Statistical learning on measures: an application to persistence diagrams
Olympio Hacquard, Gilles Blanchard, Clément Levrard
TL;DR
The paper develops a theory for learning where inputs are measures on a compact space, deriving complexity and generalization bounds that connect measure-based classifiers to base classifiers on $\mathcal{X}$ and covering/Rademacher notions. It treats both discrete ($\mathcal{M}_m(\mathcal{X})$) and generic measure inputs, providing MIL-inspired VC bounds and Lipschitz-loss contraction bounds, and proposes practical rectangle-based algorithms with a learnable aggregation. The primary application is persistence diagrams from Topological Data Analysis, where the authors prove rectangle-discriminability results and analyze the asymptotic convergence of rescaled diagrams to limiting measures, enabling consistent classification under density and sampling changes. Empirically, the method—especially with boosting—achieves competitive accuracy on PD tasks and other datasets (point clouds, graphs, flow cytometry, time series) while offering explainability through interpretable discriminative regions in diagrams.
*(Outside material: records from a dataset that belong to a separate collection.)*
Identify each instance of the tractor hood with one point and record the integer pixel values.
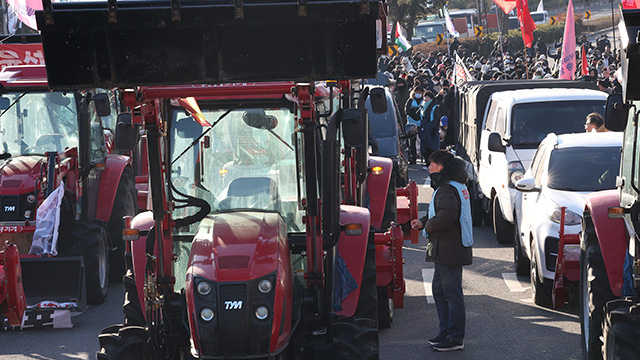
(238, 246)
(18, 174)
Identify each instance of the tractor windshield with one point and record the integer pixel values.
(34, 123)
(246, 161)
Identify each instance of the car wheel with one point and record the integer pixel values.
(540, 291)
(501, 227)
(520, 260)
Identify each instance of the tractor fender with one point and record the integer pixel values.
(377, 187)
(244, 247)
(353, 249)
(611, 234)
(109, 179)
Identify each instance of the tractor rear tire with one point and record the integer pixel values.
(501, 227)
(91, 241)
(132, 310)
(367, 307)
(355, 339)
(385, 308)
(520, 260)
(621, 329)
(541, 292)
(123, 204)
(595, 291)
(123, 343)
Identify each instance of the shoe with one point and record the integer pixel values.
(436, 340)
(448, 345)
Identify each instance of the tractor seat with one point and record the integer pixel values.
(260, 193)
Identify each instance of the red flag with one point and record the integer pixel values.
(584, 63)
(508, 5)
(527, 25)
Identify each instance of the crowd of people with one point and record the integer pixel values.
(422, 83)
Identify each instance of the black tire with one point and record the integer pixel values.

The framework favors vectorization-free learning on measures, offers sub-sampling strategies for scalability, and opens avenues for extensions to multi-class or unsupervised settings with solid theoretical underpinnings and practical interpretability.
Abstract
We consider a binary supervised learning classification problem where instead of having data in a finite-dimensional Euclidean space, we observe measures on a compact space $\mathcal{X}$. Formally, we observe data $D_N = (μ_1, Y_1), \ldots, (μ_N, Y_N)$ where $μ_i$ is a measure on $\mathcal{X}$ and $Y_i$ is a label in $\{0, 1\}$. Given a set $\mathcal{F}$ of base-classifiers on $\mathcal{X}$, we build corresponding classifiers in the space of measures. We provide upper and lower bounds on the Rademacher complexity of this new class of classifiers that can be expressed simply in terms of corresponding quantities for the class $\mathcal{F}$. If the measures $μ_i$ are uniform over a finite set, this classification task boils down to a multi-instance learning problem. However, our approach allows more flexibility and diversity in the input data we can deal with. While such a framework has many possible applications, this work strongly emphasizes on classifying data via topological descriptors called persistence diagrams. These objects are discrete measures on $\mathbb{R}^2$, where the coordinates of each point correspond to the range of scales at which a topological feature exists. We will present several classifiers on measures and show how they can heuristically and theoretically enable a good classification performance in various settings in the case of persistence diagrams.